A traveler’s notebook, if you don’t know, involves a cover (usually leather, sometimes cloth or vinyl) that has a sturdy elastic cord or two strung through the spine. You slip a paper notebook under the cord to hold it in place. Then you can use additional bands to hold other inserts—various types of notebooks, folders, calendars, even plastic credit-card sleeves or zipper pouches.
My Midori set-up
After playing with my Midori for a month or two, I settled into the configuration that works best for me: a weekly calendar insert, a grid notebook, and a kraft folder that holds stickers, postage stamps, notepaper, and such. I keep a monthly calendar, too, but I don’t need to carry the whole year around with me so I have begun photocopying (and shrinking a bit) the current month and clipping that to my weekly page.
The blank grid insert is my bullet journal/idea repository/casual sketchbook, replacing the Moleskine Cahier.
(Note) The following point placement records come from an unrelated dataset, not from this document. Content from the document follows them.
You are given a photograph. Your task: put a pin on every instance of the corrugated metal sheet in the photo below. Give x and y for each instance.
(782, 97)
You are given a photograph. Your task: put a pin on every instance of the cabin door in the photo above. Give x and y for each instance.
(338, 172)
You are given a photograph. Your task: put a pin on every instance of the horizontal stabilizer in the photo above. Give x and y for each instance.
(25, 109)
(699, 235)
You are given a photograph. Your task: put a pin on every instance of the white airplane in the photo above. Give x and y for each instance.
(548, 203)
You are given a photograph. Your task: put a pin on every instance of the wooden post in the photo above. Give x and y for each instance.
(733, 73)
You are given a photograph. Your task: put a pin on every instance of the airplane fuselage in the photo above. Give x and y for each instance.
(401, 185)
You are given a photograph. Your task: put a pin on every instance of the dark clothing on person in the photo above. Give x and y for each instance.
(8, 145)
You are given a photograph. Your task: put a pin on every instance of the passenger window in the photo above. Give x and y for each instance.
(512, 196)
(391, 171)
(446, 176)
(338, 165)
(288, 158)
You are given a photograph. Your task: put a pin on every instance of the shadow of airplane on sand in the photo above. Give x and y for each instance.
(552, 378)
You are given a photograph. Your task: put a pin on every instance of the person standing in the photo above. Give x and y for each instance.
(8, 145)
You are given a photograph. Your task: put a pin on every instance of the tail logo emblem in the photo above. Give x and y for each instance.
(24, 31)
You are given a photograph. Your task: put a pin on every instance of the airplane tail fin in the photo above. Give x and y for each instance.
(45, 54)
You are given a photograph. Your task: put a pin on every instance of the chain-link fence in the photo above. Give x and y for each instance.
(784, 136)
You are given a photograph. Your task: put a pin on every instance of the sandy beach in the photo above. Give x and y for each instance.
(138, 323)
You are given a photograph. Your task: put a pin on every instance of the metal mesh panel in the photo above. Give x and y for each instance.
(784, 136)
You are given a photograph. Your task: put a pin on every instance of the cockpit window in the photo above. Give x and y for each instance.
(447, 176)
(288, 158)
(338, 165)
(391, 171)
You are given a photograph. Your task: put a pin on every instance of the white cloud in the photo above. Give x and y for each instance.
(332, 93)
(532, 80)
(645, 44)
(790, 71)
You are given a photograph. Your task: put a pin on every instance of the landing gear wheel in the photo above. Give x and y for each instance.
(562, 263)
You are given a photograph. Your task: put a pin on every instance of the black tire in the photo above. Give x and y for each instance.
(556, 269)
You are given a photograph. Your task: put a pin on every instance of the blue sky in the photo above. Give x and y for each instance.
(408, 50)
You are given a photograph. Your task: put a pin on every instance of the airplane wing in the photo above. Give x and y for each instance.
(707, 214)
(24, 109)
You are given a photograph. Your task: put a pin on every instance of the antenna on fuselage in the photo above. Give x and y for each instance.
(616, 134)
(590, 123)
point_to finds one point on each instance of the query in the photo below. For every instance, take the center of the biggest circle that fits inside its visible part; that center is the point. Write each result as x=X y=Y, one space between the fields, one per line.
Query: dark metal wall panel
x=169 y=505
I number the pages and use the first page as an index, just as before. I like big fat checkboxes for my task lists, which I fill in with Prismacolor pencil as tasks are completed. Color is my happy place. I also like to paste in ephemera and sometimes embellish with stamps, doodles, or washi tape. Basically, these inserts become collages of all the things that occupy my days and my mind. I seem to do a fair amount of sketching in them, too, even though I have an actual sketchbook for that purpose—I work in the real sketchbook daily but the TN grid insert is a low-pressure place to experiment, and I always have it with me.
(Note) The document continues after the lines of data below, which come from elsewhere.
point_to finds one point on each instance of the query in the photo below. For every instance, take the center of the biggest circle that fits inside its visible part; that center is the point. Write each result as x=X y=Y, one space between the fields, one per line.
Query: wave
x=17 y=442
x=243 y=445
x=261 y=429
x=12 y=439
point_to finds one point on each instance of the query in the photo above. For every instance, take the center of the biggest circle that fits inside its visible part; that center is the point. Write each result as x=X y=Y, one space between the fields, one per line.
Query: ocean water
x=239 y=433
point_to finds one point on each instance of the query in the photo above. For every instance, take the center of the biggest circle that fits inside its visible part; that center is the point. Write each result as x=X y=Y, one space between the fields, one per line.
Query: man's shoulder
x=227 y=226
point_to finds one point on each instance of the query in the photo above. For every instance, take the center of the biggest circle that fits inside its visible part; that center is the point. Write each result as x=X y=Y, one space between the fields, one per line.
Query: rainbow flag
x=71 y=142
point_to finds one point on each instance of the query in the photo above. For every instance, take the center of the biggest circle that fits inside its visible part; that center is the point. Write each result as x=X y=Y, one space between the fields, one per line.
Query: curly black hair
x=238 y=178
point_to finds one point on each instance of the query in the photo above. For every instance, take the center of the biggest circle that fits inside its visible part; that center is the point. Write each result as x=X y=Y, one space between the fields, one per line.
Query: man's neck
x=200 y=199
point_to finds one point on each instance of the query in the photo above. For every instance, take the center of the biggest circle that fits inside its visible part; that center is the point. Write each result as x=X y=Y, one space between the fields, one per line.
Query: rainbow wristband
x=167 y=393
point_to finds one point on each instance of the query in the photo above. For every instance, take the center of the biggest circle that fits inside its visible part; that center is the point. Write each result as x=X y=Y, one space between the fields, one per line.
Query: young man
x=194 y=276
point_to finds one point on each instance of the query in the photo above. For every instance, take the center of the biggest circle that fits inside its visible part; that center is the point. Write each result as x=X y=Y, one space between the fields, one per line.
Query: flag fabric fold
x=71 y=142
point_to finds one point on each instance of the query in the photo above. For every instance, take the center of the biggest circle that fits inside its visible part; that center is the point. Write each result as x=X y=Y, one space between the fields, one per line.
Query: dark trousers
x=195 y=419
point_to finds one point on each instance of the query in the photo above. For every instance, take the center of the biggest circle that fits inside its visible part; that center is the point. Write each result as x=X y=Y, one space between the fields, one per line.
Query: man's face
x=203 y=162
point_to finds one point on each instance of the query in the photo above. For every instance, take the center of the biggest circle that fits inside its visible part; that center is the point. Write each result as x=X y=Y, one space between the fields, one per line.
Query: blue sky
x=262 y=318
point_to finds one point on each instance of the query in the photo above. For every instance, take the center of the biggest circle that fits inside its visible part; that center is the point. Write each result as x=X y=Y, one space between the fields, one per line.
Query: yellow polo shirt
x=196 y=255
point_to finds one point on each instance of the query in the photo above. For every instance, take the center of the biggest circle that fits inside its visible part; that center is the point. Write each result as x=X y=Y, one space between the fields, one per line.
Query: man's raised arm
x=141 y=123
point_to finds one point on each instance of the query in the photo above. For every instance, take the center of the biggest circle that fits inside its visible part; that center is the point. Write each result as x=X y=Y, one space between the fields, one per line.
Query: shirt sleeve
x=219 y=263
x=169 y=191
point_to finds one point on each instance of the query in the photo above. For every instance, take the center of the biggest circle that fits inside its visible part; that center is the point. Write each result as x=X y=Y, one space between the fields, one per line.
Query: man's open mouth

Thanks to Lesley Austin’s beautiful Wild Simplicity Daybook designs, I discovered that a week-on-two-pages spread is an excellent space for me to do some chronicling. I’ve posted before about how I use the Daybook for recording homeschooling and housekeeping notes. I really like having a separate space (and such a beautiful one) for those things. I wear so many hats, and I need ways to keep my roles sorted. The Daybook (visible under my Midori in a photo above), like all of Lesley’s paper goods, conveys a sense of peace and serenity, and so it has become a really nourishing space for me to jot down my notes about what the kids read, did, said. I always feel so happy when I open that book.
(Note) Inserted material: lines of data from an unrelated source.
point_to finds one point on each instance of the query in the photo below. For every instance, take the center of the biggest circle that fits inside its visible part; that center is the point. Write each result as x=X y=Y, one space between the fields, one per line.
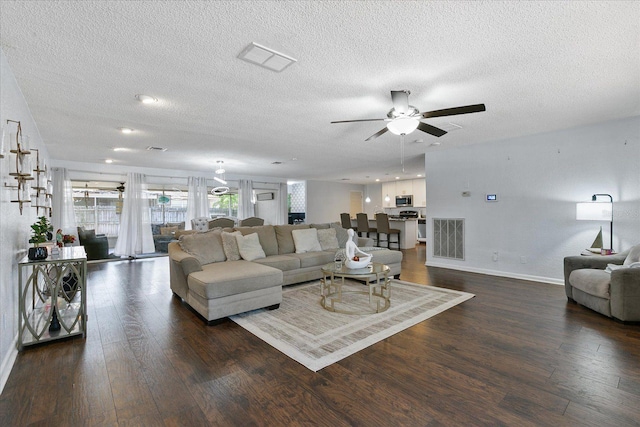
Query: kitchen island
x=408 y=231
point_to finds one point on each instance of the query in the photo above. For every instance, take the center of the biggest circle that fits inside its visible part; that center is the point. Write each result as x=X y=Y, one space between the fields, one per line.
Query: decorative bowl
x=362 y=263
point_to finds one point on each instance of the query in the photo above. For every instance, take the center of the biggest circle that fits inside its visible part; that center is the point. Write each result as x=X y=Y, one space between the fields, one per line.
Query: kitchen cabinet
x=389 y=189
x=404 y=188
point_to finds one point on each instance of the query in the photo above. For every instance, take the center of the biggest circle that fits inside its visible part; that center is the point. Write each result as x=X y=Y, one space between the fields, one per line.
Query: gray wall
x=14 y=228
x=538 y=180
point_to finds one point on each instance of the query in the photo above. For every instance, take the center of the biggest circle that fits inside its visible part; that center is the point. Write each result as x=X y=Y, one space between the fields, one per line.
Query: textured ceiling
x=538 y=67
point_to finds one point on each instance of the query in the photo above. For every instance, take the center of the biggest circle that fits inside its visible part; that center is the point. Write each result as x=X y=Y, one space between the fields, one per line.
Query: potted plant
x=39 y=231
x=68 y=239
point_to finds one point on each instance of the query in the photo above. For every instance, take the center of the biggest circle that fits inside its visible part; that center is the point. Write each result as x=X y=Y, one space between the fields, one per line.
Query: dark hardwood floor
x=517 y=354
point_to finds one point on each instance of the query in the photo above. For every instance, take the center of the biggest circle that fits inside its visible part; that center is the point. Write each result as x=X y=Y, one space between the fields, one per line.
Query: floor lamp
x=597 y=211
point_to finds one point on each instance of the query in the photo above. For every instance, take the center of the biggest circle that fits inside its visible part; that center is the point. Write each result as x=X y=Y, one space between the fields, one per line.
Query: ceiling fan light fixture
x=220 y=180
x=146 y=99
x=403 y=125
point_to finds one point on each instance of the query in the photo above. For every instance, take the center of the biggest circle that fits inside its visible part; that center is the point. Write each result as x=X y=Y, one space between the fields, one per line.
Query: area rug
x=316 y=338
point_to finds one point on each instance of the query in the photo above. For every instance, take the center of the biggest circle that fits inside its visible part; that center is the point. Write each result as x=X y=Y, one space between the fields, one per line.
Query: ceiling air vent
x=265 y=57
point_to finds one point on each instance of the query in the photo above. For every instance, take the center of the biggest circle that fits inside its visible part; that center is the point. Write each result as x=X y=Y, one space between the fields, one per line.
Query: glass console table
x=52 y=297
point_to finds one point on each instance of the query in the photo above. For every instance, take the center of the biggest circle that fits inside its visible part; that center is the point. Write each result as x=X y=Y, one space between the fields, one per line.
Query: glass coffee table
x=378 y=288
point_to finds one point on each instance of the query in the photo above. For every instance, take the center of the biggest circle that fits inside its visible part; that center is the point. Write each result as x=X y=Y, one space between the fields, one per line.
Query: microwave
x=402 y=201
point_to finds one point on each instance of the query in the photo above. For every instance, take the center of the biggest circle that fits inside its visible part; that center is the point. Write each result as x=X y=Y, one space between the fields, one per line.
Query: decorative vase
x=37 y=253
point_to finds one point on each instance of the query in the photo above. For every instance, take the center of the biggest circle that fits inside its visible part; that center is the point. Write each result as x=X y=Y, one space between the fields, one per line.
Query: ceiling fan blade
x=400 y=100
x=360 y=120
x=432 y=130
x=377 y=134
x=476 y=108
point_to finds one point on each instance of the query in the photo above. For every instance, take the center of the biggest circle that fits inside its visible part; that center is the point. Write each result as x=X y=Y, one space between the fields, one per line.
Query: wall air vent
x=265 y=57
x=448 y=238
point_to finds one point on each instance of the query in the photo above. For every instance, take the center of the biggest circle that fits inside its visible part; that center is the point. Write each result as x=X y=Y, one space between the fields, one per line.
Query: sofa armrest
x=579 y=261
x=181 y=264
x=625 y=294
x=188 y=262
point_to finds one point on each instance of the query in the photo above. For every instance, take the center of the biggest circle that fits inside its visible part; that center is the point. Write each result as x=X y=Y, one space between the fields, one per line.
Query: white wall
x=327 y=200
x=538 y=180
x=14 y=228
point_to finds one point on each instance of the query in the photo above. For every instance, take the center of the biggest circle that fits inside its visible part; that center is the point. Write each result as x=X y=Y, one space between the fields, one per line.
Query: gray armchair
x=615 y=294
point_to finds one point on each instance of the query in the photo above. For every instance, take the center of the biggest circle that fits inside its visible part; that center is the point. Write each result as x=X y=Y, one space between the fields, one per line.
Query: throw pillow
x=327 y=238
x=168 y=231
x=250 y=247
x=341 y=234
x=306 y=240
x=205 y=247
x=633 y=256
x=230 y=245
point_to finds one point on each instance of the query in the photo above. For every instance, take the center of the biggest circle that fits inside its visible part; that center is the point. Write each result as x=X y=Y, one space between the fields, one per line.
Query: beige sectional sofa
x=218 y=279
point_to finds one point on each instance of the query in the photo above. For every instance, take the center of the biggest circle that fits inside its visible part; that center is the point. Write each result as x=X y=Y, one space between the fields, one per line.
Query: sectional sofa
x=222 y=272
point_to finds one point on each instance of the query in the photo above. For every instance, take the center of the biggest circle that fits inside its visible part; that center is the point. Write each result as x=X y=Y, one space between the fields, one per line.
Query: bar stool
x=363 y=225
x=382 y=222
x=345 y=221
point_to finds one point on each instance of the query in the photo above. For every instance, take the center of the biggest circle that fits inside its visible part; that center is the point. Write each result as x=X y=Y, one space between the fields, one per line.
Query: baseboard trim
x=7 y=363
x=510 y=275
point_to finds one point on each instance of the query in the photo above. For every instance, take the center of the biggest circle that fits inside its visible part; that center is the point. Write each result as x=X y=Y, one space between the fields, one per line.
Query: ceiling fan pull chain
x=402 y=152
Taking a cue from that experience, I decided to try the Midori week-on-two-pages for my TN. The version I selected (Refill #19) has the week in seven horizontal boxes on the left page, and a grid page for notes on the right. I use Google Calendar for our family appointments and schedules, so a couple of times a week I open G-Cal and add any new appointments to the Midori insert. At the end of each day, I create an entry on the weekly calendar page, filling it with notes about what happened that day. It isn’t a to-do list, it’s more like a diary. Not what needs to be done (that’s what the bullet journal is for), but what I actually did. The facing page fills up with quotes, ephemera, drawings, and notes on things I’ve read or watched.
Since these pages serve as a kind of journal, I like to decorate them with washi, drawings, and watercolors. I wind up doing the ornamenting mostly on weekends. Often, I’ll start the week with two or three colors of washi in front of me, and that will set the tone for my week. This daily decorating is relaxing, it takes only moments, and I enjoy paging back through previous weeks.
So those are the two main TN inserts I carry around: the weekly calendar for journaling (more or less), and the grid notebook (Refill #2) for everything else. Those two inserts plus the kraft folder (Refill #20) make the Midori as fat as I like it to get. I could easily come up with uses for half a dozen more inserts (the TN’s capacity for letting you compartmentalize is its genius), but I found that I really prefer a non-chunky Midori.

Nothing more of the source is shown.